17.7.3.4 The K-Means Cluster Analysis Dialog Box


Variables

Variables Select data for the K-Means Cluster Analysis. Data in each column corresponds to a variable and each row to an observation.
Observation Labels Choose a column for labeling each observation (optional).

Options

Specify the settings for the K-Means Cluster Analysis.

Standardize Variables
  • None
Variables are not standardized.
  • Z scores (standardize to N(0, 1))
Variables are standardized with zero mean and unit standard deviation.
  • Normalize to (0,1)
Variable are standardized in the range of 0 and 1.

Note: When you choose to standardize variables, cluster center and distance are calculated from normalized data, but Descriptive Statistics and ANOVA are calculated on the original data.

Number of Clusters Specify the number of clusters. This is enabled only when Specify Initial Cluster Center is not selected. The value should be greater than 0 and no less than the number of effective observations.
Specify Initial Cluster Center Determine whether to specify initial cluster centers or use default initial values. When Specify Initial Cluster Center is chosen, Initial Cluster Centers will be available for users to choose data from a sheet as initial cluster centers.

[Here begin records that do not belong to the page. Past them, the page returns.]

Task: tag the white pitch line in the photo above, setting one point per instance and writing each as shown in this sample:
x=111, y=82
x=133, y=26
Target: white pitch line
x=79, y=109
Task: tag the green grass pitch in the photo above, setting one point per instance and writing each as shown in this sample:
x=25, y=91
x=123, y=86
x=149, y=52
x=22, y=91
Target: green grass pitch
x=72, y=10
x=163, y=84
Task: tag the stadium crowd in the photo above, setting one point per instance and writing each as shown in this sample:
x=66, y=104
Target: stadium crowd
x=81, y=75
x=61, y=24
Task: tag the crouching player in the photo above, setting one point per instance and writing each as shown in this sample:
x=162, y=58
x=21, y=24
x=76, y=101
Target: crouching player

To learn the default initial cluster centers, see the algorithm for initial cluster centers from observations.

Initial Cluster Centers Specify initial cluster centers from data in a sheet. This is available only when Specify Initial Cluster Center is selected. The number of clusters will be the number of effective rows selected in Initial Cluster Centers. Data selected in Initial Cluster Centers should contain the same number of variables as in Variables.
Maximum Number of Iterations Specify the maximum number of iterations allowed in the analysis. The default value is 10.

Quantities

Specify the quantities to calculate for the K-Means Cluster Analysis.

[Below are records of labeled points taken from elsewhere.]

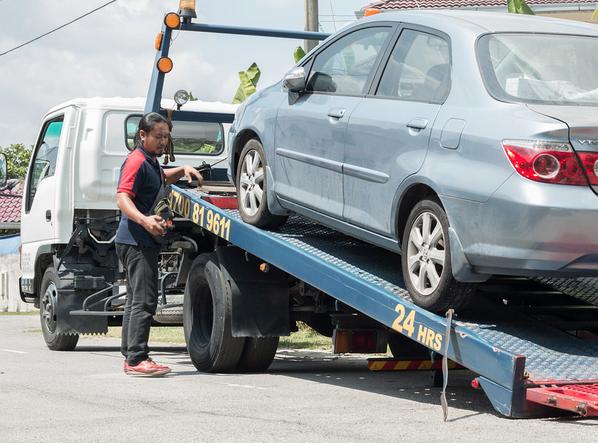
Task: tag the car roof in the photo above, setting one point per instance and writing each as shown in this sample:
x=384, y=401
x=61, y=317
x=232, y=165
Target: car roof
x=482, y=22
x=137, y=104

Initial Cluster Centers Specify whether to show initial cluster centers in the report.
ANOVA Specify whether to perform ANOVA analysis on the cluster result.
Cluster Membership Specify whether to output cluster membership in a sheet.
Distance from Clusters Specify whether to calculate the distance between each observation and the center of its allocated cluster.

Plot

Specify whether to show the group graph.

Cluster Plot Create the cluster plot with X range = Principal Component 1 (PC 1) and Y range = Principal Component 2 (PC 2).

Additionally, when the box is checked, output to K-Means Cluster Plot data sheet quantities PC 1, PC 2, Observation Label (optional) and Membership. The resulting cluster plot will have enabled (Plot Details > Centroid (Pro) tab) Show Centroid Point for Subset, Connect to Data Points and Show Ellipse.

Additional Group Graph Specify whether to show the group graph where observations are grouped by the cluster membership. When selected, the Select Variables for Plot branch will be shown.
Select Variables for Plot Select variables as x and y for the group graph.
  • X Range
Select the variable from the sheet as x axis for the group graph.
  • Y Range
Select the variable from the sheet as y axis for the group graph.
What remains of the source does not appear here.